Here’s a list for you of things I’ve found that sophomores in particular should definitely know. Some of this is specific to my major (engineering mechanics).
“The flowsheet is a guideline, not a rule.” I have heard that many times. Let me clarify what it actually means. The flowsheet is basically a list of every class you need to take in order to graduate. However, if you have AP or transfer credit, or some special circumstance such as getting departmental approval to take different classes, then you won’t actually take every class on the flowsheet. Where the “guideline” part comes in is in the order that you take the classes. You have a lot of freedom here and do not have to follow the flowsheet exactly (of course, be aware of prerequisites and concurrent enrollment). You can consider the flowsheet a guideline for the order you take your classes, but a rule for what you need to take.
EM majors: For those trying to give themselves lighter loads, I recommend splitting up linear algebra and differential equations, since you don’t really need both in the same semester. You can also separate the two 8-week physics classes. TAM 324 and 335 do not necessarily need to be taken together as well.
Some classes can only be taken in a specific semester (unless exceptions apply). This is indicated by a letter next to the class name on the flowsheet. For mechanical engineering, these classes include ENG 100 and ME 390 (fall only), and for engineering mechanics, TAM 195 and 470 (fall only), and TAM 252, 302, 412, and 445 (spring only). You may need to plan ahead to make sure you will be able to take your required classes in the right semester in time to graduate at your desired time.
Check your DARS report. The DARS report can be really helpful because it lists all your classes, grades, GPA, etc. and gets updated regularly.
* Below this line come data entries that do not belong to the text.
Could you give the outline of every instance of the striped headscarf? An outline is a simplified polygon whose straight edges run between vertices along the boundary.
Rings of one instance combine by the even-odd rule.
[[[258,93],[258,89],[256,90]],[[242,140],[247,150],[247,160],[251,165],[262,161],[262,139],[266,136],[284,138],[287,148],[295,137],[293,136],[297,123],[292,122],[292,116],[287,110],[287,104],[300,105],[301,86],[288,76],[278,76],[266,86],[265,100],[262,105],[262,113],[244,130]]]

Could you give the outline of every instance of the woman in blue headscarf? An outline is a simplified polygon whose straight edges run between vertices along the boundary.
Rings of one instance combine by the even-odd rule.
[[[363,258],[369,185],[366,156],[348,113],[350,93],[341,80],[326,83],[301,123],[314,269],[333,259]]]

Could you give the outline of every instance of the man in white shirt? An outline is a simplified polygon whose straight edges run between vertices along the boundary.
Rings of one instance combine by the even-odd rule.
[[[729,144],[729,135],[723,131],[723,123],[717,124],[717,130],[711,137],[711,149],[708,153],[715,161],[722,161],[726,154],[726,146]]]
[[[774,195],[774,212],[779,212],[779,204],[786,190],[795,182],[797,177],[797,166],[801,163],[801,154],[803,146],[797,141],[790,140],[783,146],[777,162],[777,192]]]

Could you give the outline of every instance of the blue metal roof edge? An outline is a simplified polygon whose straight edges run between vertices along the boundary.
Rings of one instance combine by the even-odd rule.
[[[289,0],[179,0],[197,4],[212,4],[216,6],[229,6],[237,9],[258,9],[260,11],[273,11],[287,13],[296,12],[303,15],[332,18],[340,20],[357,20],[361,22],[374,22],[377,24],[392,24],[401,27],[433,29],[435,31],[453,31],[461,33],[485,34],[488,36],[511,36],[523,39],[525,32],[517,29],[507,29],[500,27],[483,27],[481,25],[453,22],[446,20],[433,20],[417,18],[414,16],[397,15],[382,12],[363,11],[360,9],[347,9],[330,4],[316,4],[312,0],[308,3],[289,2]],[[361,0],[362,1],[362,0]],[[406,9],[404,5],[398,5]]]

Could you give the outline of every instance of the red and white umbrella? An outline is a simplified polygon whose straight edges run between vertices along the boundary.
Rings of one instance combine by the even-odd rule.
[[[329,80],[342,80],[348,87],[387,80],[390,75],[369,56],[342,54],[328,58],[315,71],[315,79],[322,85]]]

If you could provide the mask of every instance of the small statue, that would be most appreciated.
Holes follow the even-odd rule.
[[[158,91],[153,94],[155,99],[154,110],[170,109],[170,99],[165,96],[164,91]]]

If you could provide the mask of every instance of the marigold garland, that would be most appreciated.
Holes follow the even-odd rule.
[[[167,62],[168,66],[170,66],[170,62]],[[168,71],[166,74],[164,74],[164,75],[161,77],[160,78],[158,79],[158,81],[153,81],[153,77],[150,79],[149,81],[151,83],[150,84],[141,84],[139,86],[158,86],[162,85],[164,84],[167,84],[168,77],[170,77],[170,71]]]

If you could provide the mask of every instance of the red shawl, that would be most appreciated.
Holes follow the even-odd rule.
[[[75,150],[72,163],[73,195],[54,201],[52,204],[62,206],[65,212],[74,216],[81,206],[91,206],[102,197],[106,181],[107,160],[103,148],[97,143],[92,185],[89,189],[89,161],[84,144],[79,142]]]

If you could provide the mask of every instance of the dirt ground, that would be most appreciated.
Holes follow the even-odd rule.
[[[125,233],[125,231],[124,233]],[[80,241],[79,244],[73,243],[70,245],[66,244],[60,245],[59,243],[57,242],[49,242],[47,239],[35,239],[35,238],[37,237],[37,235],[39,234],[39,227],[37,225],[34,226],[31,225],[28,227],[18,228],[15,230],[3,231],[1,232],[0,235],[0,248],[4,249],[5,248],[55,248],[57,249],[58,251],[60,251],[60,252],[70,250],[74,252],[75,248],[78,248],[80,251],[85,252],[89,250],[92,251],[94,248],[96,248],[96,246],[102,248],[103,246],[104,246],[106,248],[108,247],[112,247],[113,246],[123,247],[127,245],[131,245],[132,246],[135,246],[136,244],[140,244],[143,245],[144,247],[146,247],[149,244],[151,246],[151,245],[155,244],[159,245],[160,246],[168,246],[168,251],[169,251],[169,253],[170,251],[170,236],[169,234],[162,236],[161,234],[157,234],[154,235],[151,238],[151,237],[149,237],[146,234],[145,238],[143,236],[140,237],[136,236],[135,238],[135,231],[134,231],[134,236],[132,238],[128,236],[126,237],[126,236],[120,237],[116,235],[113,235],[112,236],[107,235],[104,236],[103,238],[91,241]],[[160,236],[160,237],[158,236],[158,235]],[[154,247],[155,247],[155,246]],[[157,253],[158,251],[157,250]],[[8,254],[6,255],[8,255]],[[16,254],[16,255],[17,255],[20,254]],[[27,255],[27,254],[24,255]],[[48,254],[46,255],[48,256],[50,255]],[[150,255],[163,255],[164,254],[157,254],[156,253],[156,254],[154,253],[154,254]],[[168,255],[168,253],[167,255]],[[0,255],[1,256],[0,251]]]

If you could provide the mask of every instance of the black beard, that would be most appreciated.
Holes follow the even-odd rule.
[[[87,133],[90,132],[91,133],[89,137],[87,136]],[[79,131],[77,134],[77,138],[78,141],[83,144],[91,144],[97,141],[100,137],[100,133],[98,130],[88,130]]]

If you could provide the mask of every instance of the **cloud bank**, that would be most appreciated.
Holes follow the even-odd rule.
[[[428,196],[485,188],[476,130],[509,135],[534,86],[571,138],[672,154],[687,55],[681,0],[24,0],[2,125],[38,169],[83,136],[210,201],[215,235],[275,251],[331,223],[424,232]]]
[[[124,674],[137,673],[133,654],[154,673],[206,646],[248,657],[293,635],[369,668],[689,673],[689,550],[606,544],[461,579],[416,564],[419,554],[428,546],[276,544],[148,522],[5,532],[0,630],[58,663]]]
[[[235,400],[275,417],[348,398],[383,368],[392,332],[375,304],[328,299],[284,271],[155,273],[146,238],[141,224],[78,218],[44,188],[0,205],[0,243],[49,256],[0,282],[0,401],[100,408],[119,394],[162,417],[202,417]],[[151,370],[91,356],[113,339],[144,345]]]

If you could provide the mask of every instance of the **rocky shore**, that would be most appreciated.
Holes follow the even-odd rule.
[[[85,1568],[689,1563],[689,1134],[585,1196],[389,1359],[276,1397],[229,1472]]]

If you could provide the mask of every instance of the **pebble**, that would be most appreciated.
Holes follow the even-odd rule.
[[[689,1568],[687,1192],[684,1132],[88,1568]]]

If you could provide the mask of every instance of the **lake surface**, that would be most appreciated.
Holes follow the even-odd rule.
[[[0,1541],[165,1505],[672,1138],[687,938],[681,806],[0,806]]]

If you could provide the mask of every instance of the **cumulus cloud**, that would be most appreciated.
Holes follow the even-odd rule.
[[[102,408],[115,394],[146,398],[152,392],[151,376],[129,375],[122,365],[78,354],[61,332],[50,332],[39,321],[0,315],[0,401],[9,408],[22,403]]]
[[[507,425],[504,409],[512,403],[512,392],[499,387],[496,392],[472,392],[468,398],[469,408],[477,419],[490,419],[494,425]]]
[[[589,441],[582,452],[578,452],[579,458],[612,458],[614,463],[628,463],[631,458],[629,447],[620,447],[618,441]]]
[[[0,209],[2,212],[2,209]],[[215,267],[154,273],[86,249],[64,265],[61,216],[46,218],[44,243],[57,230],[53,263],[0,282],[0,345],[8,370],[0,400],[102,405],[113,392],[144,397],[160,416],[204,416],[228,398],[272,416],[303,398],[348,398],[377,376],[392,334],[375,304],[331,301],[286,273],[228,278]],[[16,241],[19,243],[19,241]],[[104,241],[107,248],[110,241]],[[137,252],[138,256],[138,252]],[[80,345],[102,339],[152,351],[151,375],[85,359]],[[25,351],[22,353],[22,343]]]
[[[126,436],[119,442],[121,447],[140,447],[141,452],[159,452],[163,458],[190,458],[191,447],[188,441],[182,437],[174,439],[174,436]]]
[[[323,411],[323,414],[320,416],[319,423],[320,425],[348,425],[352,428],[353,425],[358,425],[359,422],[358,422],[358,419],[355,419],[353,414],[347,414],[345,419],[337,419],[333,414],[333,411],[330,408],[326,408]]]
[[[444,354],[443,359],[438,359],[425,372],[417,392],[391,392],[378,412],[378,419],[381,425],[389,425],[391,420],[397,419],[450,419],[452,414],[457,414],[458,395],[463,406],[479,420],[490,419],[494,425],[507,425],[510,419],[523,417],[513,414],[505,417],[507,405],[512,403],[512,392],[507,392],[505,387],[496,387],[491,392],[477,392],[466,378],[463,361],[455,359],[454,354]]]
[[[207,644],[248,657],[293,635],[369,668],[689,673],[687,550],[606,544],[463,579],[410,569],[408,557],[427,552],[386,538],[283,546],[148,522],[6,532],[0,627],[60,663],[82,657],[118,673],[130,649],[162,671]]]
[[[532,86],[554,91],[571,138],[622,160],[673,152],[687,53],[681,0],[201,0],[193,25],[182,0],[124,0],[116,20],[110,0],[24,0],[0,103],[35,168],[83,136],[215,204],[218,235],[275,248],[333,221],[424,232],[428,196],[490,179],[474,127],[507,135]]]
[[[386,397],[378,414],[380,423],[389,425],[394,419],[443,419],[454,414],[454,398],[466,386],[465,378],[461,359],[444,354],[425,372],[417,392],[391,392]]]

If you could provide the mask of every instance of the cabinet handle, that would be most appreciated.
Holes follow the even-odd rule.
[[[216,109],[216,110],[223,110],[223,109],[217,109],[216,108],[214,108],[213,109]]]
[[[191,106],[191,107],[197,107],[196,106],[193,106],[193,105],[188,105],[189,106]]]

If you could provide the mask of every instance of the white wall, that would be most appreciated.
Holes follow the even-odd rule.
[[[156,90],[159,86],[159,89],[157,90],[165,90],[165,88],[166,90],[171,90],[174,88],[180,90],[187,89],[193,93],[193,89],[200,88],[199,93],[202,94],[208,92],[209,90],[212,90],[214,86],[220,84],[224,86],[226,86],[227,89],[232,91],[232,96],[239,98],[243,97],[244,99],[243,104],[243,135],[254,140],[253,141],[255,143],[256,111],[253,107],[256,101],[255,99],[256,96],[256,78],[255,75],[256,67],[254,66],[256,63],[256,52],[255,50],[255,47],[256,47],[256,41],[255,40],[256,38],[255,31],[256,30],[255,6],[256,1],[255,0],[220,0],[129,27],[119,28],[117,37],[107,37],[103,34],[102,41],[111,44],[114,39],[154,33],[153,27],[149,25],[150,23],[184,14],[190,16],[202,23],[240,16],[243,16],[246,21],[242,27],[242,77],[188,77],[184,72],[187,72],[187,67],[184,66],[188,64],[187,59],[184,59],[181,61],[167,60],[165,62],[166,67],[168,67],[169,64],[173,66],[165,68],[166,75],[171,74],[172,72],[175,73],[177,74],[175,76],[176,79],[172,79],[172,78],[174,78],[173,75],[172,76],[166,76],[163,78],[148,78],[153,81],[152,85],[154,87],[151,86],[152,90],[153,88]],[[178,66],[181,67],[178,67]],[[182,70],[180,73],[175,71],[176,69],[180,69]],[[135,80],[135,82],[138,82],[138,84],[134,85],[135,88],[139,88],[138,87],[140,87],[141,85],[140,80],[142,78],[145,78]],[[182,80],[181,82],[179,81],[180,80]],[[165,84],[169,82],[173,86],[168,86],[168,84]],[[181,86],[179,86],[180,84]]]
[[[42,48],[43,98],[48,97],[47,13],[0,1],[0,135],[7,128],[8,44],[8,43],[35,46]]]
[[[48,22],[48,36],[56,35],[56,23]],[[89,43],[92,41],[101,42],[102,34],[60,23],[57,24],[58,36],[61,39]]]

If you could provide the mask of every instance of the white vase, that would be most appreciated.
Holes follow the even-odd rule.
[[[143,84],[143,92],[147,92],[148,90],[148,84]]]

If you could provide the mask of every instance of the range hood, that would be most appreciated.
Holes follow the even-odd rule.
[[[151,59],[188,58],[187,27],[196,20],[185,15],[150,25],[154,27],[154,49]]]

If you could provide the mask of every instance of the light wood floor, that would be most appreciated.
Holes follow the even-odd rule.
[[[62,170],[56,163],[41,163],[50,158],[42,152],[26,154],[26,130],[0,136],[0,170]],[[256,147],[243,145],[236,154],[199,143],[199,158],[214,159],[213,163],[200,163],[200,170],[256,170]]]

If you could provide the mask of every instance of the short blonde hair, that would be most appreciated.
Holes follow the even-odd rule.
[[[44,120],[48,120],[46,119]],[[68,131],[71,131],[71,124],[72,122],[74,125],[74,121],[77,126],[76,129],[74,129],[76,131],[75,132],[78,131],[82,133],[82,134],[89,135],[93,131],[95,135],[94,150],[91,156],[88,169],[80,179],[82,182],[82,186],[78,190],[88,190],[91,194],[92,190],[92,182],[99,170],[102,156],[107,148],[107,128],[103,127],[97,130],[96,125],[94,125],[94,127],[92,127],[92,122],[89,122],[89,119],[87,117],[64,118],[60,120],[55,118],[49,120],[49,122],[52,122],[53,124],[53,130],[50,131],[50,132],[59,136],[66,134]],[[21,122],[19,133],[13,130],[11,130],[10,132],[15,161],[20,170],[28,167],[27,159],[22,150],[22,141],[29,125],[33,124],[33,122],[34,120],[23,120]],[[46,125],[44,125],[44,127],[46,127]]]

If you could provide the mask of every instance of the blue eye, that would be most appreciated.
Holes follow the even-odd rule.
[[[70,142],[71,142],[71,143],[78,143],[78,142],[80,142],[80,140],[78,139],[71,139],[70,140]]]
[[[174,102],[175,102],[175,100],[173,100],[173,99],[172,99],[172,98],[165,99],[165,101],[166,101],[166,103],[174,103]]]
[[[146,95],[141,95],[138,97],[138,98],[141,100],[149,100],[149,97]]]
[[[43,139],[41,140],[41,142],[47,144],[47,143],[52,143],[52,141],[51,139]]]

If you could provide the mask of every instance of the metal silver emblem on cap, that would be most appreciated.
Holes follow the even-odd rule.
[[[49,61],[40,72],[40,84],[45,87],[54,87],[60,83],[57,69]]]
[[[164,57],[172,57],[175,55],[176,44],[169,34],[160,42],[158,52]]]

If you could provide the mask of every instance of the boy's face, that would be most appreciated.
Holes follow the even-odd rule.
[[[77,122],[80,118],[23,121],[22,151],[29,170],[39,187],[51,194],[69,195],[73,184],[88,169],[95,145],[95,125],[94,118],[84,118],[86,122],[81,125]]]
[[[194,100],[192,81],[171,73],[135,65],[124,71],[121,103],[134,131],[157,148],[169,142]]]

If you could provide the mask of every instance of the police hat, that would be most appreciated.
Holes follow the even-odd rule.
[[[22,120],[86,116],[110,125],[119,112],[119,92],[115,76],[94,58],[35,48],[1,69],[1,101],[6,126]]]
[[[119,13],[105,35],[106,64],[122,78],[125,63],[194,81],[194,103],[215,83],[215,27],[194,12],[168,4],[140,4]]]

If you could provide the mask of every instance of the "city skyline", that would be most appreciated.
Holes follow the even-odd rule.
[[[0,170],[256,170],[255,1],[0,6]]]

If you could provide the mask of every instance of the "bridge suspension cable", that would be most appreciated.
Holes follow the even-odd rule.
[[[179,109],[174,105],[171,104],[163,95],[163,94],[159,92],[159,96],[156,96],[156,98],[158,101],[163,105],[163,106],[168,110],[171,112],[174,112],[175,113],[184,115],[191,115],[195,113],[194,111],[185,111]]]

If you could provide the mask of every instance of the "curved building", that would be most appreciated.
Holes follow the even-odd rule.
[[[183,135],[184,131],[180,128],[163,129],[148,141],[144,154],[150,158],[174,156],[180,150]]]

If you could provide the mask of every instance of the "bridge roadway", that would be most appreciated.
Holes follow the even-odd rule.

It’ll tell you which requirements you still need to graduate, total hours you have, what your academic standing is. Go to https://registrar.illinois.edu/dars-audit, then click on DARS web for students.
Don’t forget about our undergrad office. If you have questions about classes, etc., you can either email your advisor or the undergrad office. When the time comes (usually sophomore or junior year), you will need to meet with an advisor from the undergrad office to plan your secondary field and design electives. If you don’t like your advisor, you can email the office to request a switch. Paperwork for secondary fields, independent studies, etc. can be found in the office (154 MEB) as well as on the website and need to be turned in to the office. Email mechse-ug-adviseillinois [dot] edu.
Couple other things:
Independent study credit can go toward your secondary field, even if you did your study before you started your secondary field classes/got your field approved.
If you receive a low D or failing grade in a class, you can retake it for grade replacement. This means that the new grade you receive will replace the current failing grade. If the class you received the low grade in is a graduation requirement, this is mandatory.